Сашка машинально оглянулся. Нина боязливо глядела на процессию, уходившую вперед, по улице, к больнице.
– Мама после, расскажет! – и она, ухватив Глеба другой рукой, потащила мальчиков за собой, к дому.
– Будьте осторожны! – с тревогой в голосе, проговорила мать, наблюдая за детьми, а после устремилась вслед за толпой.
Сашка, усевшись на стул в кухне дома своих друзей, с удовольствием слушал шипение яиц на сковородке, глубоко вдыхал восхитительный запах жареной колбасы.
Нина дождалась, когда вскипит вода в чайнике и прямо перешла к теме, которая, по всей вероятности занимала ее мысли.
– На лесничего напали, да?
– Кикимора, – кивнул Сашка.
– Кикимора? – переспросила Нина, разливая чай по чашкам.
– Дед Паша сам так сказал, – подтвердил Глеб, придвигая тарелку со своей порцией яичницы к себе поближе.
Нина вздохнула и посмотрела через чистое окно на лес, хорошо видный даже отсюда, из-за домов.
Внезапно, в поле ее зрения попала небольшая темная фигурка, раскачивающаяся на ветру, вместе с сосной. Фигурка сидела среди ветвей, у самой вершины.
– Смотрите, смотрите!
Каннибалы
– Мы туда не пойдем! – резко произнес Глеб, и Нина изменилась в лице.
– Но если это кто-нибудь из пропавших детей?! – она слегка повысила голос.

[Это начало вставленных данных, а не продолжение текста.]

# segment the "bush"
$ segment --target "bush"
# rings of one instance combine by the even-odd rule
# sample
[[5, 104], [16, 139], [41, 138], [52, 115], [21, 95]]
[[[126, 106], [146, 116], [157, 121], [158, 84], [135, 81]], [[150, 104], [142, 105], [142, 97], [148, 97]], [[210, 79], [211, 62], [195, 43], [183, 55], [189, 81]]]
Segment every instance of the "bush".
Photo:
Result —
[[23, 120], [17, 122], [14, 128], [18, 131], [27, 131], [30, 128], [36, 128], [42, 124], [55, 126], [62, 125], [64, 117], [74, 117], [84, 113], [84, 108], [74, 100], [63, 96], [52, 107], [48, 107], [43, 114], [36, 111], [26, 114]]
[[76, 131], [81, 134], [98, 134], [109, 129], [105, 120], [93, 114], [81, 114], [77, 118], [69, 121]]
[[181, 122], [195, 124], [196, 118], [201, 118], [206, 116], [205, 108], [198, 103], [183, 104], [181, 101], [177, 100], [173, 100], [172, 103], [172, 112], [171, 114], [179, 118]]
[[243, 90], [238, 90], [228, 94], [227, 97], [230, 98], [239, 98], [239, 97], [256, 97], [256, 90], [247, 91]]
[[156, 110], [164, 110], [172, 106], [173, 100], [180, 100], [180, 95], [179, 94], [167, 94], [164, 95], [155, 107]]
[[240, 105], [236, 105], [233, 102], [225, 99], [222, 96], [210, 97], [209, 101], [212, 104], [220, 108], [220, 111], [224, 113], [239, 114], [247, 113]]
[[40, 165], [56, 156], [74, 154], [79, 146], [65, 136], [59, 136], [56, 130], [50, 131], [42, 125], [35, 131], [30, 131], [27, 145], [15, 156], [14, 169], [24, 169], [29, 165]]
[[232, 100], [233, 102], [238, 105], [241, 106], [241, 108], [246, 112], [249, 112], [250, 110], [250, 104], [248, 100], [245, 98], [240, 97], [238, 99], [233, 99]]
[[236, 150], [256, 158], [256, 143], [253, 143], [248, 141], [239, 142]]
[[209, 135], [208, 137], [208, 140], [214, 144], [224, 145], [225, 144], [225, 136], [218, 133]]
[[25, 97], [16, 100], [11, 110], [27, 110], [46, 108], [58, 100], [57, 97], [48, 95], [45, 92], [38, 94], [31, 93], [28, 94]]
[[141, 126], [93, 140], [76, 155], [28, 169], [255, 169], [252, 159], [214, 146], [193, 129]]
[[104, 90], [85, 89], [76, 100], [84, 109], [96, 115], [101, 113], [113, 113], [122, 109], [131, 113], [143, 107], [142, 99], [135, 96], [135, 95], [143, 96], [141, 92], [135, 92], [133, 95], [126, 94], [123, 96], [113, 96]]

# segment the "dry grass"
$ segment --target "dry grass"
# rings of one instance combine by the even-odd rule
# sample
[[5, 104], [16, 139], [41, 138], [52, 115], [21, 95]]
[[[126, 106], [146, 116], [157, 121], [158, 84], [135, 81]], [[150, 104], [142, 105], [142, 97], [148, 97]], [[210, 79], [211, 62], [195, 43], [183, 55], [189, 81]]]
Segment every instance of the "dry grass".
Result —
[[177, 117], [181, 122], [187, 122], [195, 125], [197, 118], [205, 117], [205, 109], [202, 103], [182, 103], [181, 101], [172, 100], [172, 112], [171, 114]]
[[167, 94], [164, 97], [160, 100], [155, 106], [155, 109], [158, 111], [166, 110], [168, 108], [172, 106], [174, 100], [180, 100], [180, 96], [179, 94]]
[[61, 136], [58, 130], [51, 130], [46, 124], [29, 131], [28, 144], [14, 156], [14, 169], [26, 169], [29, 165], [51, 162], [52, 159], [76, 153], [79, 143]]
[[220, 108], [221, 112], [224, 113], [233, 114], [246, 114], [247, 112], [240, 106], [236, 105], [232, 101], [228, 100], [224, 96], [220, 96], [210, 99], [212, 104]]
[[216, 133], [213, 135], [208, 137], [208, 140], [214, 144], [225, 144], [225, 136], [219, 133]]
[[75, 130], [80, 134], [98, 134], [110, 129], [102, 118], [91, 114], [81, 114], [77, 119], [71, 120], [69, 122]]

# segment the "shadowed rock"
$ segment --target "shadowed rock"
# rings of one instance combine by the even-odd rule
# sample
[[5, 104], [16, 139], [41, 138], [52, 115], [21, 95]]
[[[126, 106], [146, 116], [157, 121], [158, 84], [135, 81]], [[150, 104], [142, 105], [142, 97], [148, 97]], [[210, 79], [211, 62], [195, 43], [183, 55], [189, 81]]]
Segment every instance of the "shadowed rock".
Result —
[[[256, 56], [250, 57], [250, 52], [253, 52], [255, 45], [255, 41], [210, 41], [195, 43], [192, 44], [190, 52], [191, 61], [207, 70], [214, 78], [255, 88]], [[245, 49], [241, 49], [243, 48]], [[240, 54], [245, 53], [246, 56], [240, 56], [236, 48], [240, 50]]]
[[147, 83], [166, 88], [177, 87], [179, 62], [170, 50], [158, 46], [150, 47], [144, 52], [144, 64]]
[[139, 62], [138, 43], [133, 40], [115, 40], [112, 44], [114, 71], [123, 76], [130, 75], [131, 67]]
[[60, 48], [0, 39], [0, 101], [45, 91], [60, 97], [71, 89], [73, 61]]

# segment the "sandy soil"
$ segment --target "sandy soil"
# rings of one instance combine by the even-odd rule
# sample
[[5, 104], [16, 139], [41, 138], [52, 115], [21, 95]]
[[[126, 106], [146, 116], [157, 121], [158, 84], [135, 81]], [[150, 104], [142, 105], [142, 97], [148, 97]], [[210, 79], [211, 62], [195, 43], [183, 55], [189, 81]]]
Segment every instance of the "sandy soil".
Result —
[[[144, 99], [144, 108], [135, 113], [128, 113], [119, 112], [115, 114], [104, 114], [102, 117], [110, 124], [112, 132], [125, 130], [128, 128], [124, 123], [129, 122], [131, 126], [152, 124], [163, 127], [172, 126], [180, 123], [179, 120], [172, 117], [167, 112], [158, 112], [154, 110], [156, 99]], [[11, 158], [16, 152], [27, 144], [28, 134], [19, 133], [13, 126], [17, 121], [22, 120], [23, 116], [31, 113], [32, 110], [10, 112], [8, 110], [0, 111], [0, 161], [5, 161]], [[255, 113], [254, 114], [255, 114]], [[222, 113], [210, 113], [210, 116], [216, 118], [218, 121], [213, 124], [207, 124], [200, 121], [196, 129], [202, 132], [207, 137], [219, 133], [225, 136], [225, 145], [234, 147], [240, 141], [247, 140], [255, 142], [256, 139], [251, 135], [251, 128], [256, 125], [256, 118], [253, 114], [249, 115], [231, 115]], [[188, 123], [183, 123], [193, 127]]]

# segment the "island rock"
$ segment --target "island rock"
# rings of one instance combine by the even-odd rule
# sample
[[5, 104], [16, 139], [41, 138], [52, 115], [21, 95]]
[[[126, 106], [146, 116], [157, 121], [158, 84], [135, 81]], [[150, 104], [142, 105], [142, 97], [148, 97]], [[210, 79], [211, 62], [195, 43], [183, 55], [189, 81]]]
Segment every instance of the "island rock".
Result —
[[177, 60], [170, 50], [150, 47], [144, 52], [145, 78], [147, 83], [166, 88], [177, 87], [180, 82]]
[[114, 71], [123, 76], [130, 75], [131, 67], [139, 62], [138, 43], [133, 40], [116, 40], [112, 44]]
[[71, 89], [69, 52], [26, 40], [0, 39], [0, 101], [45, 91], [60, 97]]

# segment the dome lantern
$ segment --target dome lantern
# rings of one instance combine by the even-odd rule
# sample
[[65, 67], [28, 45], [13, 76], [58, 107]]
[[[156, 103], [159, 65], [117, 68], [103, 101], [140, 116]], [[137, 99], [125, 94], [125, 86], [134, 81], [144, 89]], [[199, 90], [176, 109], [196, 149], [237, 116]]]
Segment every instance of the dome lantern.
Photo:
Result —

– Мы дождемся взрослых. Нет, мы сами пойдем к больнице и все расскажем людям!
– Хорошо, только про кого мы будем рассказывать, – Сашка приблизился к окну, – ежели там никого нет…
Ребята выглянули. Сосна горделиво покачивала зеленой вершиной.
– За столь короткое время никакой ребенок не смог бы так быстро спуститься по веткам, – заметил Глеб.
– Может, он упал, – схватилась Нина за сердце.
На крыльце заскрипели ступени. Ребята замерли. Хлопнула входная дверь и в кухню вошла мать Глеба и Нины.
– Его пытались съесть, – устало опустилась она на стул, – собирайте вещи, мы уезжаем!
– Но, мамочка, у меня тут школа, друзья! – Нина начала в отчаянии ломать руки. – Пускай специальные службы идут в лес, ловят преступника!
– Какие специальные службы, – подняла голову мать, – мы в России живем!
– Что все-таки известно? – задал вопрос, Глеб.
Мать сглотнула и откашлялась.
– Следы укусов по всему телу и вырван приличный кусок мяса из предплечья.
– Может быть, зверь? – предположила Нина.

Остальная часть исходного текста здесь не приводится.